Adliyelerin iş yükü bir yandan arabuluculuk mekanizmasıyla hafifletilmeye çalışılırken diğer yandan şirketler, duruşma salonlarından uzak kalmanın yolunu “önleyici hukuk”ta buluyor. Ticari faaliyetlerde riskleri önceden analiz etmeyi ve önlem almayı amaçlayan bu metot, olası uyuşmazlıkların önüne geçiyor, iş ilişkilerinin bozulmasını engelliyor ve maliyetleri azaltıyor. Avukat Seda Yılmaz, "Önleyici hukuk sayesinde, dava ve tazminat masraflarının önüne geçilirken, firmaların itibar ve güvenilirlikleri de artıyor." dedi.

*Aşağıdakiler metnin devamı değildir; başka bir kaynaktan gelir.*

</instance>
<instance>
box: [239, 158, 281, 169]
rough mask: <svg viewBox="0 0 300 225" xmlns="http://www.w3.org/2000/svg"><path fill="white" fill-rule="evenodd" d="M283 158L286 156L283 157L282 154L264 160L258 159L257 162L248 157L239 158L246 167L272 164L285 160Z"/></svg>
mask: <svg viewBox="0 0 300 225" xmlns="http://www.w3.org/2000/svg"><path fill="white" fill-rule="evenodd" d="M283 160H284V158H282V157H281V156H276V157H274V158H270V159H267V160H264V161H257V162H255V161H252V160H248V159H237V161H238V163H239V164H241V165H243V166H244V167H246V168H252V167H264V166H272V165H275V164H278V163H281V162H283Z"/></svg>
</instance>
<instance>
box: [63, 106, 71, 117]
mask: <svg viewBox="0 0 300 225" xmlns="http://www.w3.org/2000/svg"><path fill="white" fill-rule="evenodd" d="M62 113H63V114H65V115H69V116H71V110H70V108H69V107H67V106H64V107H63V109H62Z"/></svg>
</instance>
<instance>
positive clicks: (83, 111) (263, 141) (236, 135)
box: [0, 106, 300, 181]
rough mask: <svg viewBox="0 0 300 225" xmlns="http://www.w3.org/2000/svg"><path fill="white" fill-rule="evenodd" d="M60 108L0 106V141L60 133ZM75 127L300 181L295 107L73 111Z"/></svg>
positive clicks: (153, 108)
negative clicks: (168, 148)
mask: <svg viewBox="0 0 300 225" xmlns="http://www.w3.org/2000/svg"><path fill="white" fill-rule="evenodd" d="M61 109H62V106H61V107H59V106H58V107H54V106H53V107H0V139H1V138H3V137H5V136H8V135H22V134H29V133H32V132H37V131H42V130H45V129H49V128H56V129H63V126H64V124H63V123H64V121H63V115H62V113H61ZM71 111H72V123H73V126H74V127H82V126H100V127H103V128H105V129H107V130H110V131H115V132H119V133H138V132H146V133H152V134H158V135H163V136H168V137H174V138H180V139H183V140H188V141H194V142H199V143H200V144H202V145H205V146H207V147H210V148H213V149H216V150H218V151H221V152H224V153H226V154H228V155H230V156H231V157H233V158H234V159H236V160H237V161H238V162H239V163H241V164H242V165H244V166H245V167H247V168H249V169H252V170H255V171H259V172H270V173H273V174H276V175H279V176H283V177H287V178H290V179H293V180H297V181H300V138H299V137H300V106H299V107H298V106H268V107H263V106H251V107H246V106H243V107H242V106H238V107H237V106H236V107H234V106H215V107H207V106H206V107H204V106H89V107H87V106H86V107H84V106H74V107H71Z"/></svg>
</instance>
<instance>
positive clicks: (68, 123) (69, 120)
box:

Hastalıkları önlemeyi ve genel sağlığı iyileştirmeyi amaçlayan “önleyici tıp” gibi, riskleri önceden analiz edip gerekli önlemlerin alınmasını sağlayan “önleyici hukuk” yaklaşımı da gün geçtikçe yaygınlaşıyor. Arabuluculuk mekanizmasının başarısı da önleyici hukukun yaygınlaşmasını destekleyen bir başka faktör. Adalet Bakanlığı verilerine göre arabuluculukta müzakeresi tamamlanan 4 milyona yakın dosyanın yüzde 69’u anlaşma ile çözüme kavuşturuldu.
Önleyici hukuk sayesinde şirketler ve iş insanları, olası hukuki sorunlara karşı korunarak ticari faaliyetlerini daha güvenli ve verimli bir şekilde yürütebiliyor. Ticari faaliyetlerinin her aşamasında proaktif bir şekilde hukuki danışmanlık hizmeti alabiliyor.
Önleyici hukuk hakkında bilgi veren Avukat Seda Yılmaz, “Ticari anlaşmalar, iş sözleşmeleri, insan kaynakları yönetimi gibi hemen her alanda risklerin en baştan hesap edilmesi gerekiyor. Özellikle şirketlerin, yeni faaliyet göstermeye başladığı sektörlerde yasal düzenlemelere uyumu da oldukça önemli. Önleyici hukuk sayesinde, dava ve tazminat masraflarının önüne geçilirken, sorunsuz hukuki destekle çalışan firmaların itibar ve güvenilirlikleri de artıyor. “ dedi.
Sorunlar çıkmadan önleniyor, sözleşmeler titizlikle yazılıyor
Geleneksel hukuki danışmanlık modelinde ticari bir sorunla karşılaştıktan sonra avukatların devreye girip dava süreçleri ile ilgilendiğini hatırlatan Yılmaz, “Önleyici hukukta ise öncelik risk analizi ve yönetiminde bulunuyor. Şirketin faaliyet alanıyla ilgili olası riskler analiz edilip bu riskleri minimize edecek önlemler sözleşmelere ekleniyor. Şirketin faaliyetlerinin, ilgili mevzuata uyumunun sağlanması için danışmanlık hizmeti de veriliyor. Özellikle yurt dışı mevzuata uyum, uluslararası faaliyet gösteren firmalarımız açısından çok önemli.” diye konuştu.
Maliyetleri azaltıyor, verimliliği artırıyor
Yılmaz, önleyici hukukun, fikri mülkiyet hakları, veri koruma ve yurt dışı yatırımlar gibi konuları da kapsadığını belirterek, şunları kaydetti:
“Lojistik, antrepo, pvc üretim, tekstil, otomotiv yan ürünleri, inşaat, mobilya, elektronik, elektrik taahhüt, giyim, eksantrik mil, metal sanayi, optik, savunma teknolojileri, enerji, mimarlık gibi birçok sektörden firma artık önleyici hukuk danışmanlığı hizmeti alıyor.
Önleyici hukuk mekanizmasında sözleşmeler imzalanırken ve devamında, süreç ‘karşı tarafın’ avukatlarıyla yürütüldüğü için olası uyuşmazlık konuları büyümeden hatta daha ortaya çıkmadan çözülüyor. Önleyici hukuk hizmeti alan markalar böylece zaman ve maliyet avantajı kazanıyor. Stres ve riskleri azalan firmalar, iş ilişkileri bozulmadan güven duygusu içinde hareket ettiklerinden verimliliklerini de artırıyor.”